Either way, my “expert” advice cost him time, money, and frustration. I didn’t want to be that guy again. “The math doesn’t work,” I said, finally breaking the silence. The procurement lead looked up, her red pen poised like a weapon.
“What do you mean?” she asked. “It’s the lowest bid by 32 percent.”
“I mean that for twelve cents, we aren’t buying a clean building,” I replied, feeling that familiar weight of being the person who ruins the party with reality. “We’re buying a 122-day countdown until we have to spend $52,000 on floor restoration because the daily maintenance was a lie.”
“We’re buying a revolving door of staff who will quit after because they’re being asked to do the impossible. I’d rather pay 22 cents for a job that actually happens than 12 cents for a job that’s just a ghost on a page.”
There was a long pause. The executive stopped clicking his pen. He knew I knew. He had 52 other buildings where the facility manager wouldn’t speak up, where the 12-cent ritual would go unchallenged. He didn’t need this one.

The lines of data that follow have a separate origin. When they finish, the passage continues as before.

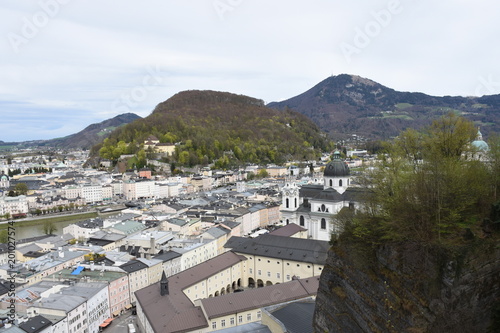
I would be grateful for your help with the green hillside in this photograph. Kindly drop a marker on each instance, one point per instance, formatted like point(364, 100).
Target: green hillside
point(217, 127)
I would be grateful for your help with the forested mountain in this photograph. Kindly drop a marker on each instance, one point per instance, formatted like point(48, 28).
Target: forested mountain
point(346, 104)
point(209, 126)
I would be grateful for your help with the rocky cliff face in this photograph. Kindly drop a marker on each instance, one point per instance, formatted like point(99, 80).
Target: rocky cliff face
point(410, 288)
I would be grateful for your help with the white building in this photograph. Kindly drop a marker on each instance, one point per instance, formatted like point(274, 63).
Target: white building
point(313, 206)
point(92, 193)
point(13, 205)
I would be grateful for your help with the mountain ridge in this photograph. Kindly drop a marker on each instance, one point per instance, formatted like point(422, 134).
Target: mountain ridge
point(349, 104)
point(209, 125)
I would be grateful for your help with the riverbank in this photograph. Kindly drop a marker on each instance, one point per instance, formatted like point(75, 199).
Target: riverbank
point(54, 219)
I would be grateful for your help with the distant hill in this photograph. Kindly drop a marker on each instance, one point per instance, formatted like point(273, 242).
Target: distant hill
point(346, 104)
point(211, 125)
point(92, 134)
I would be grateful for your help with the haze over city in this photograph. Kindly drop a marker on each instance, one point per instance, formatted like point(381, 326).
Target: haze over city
point(67, 64)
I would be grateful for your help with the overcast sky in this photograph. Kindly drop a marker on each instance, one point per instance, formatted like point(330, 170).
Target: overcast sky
point(66, 64)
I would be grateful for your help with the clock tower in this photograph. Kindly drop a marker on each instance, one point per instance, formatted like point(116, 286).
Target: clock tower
point(290, 196)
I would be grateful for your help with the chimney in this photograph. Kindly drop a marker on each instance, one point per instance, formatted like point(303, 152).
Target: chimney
point(163, 285)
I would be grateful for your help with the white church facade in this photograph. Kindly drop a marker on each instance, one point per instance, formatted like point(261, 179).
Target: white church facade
point(313, 206)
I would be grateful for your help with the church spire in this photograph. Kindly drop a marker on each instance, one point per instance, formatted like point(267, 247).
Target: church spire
point(163, 285)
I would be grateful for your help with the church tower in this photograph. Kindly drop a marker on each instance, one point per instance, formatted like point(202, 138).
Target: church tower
point(163, 285)
point(337, 174)
point(4, 181)
point(290, 196)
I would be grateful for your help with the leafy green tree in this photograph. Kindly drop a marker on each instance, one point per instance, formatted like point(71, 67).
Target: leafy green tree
point(49, 227)
point(4, 237)
point(21, 188)
point(262, 173)
point(426, 187)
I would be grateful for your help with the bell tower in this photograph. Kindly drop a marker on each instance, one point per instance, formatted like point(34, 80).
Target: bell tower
point(290, 195)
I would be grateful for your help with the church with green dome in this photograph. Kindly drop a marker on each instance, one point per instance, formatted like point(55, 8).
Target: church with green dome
point(313, 206)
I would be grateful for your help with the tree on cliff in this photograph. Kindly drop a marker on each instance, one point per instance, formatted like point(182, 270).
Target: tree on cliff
point(427, 187)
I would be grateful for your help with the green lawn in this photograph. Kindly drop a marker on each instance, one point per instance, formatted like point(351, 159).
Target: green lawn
point(54, 219)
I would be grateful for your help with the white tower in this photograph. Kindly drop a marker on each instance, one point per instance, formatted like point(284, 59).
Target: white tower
point(290, 196)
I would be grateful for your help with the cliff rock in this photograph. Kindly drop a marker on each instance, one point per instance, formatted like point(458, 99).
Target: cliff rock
point(409, 288)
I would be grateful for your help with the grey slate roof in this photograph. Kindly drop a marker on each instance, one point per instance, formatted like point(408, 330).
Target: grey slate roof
point(247, 328)
point(286, 248)
point(168, 256)
point(133, 266)
point(35, 324)
point(297, 317)
point(288, 230)
point(174, 312)
point(279, 293)
point(310, 191)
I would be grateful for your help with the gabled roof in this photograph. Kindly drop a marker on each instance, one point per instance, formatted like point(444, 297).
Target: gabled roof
point(133, 266)
point(167, 256)
point(285, 248)
point(239, 302)
point(329, 195)
point(288, 230)
point(35, 324)
point(174, 312)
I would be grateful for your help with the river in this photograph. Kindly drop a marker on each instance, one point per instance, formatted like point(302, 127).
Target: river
point(37, 230)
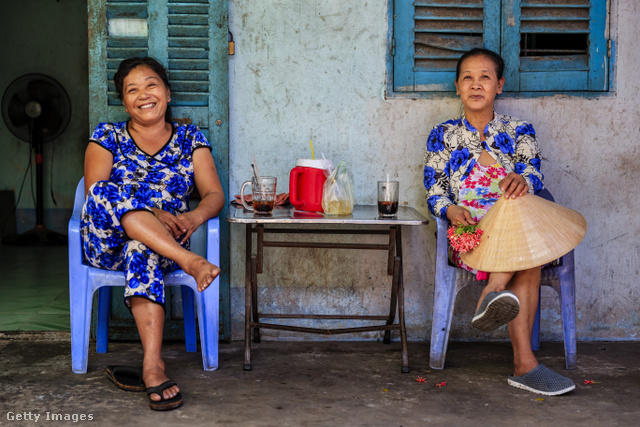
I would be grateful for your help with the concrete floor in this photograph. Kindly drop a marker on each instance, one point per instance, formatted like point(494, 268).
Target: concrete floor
point(318, 384)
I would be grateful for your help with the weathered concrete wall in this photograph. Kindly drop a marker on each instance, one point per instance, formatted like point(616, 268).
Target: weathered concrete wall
point(46, 37)
point(316, 69)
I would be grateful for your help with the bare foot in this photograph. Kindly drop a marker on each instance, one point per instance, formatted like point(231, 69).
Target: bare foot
point(203, 271)
point(154, 376)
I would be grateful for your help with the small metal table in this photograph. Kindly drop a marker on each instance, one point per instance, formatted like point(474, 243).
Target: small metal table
point(361, 216)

We ended up going with a bid that was closer to 19 cents. It was a hard sell. I had to write a 12-page justification. I had to explain ISSA work loading to people who think a mop is a magical wand. But later, the building didn’t smell like institutional dust.
The floors had a mirror finish that didn’t require a $12,000 strip-and-wax. The complaints dropped by 82%. We have to stop pretending that facility management is a commodity. It’s an investment in the environment where our people spend a week.
If we treat that environment like a line item to be slashed, we shouldn’t be surprised when the environment starts to fail us. The most expensive bargain you will ever find is the one that promises you everything for twelve cents, because the real bill always arrives later, and it never ends in a two.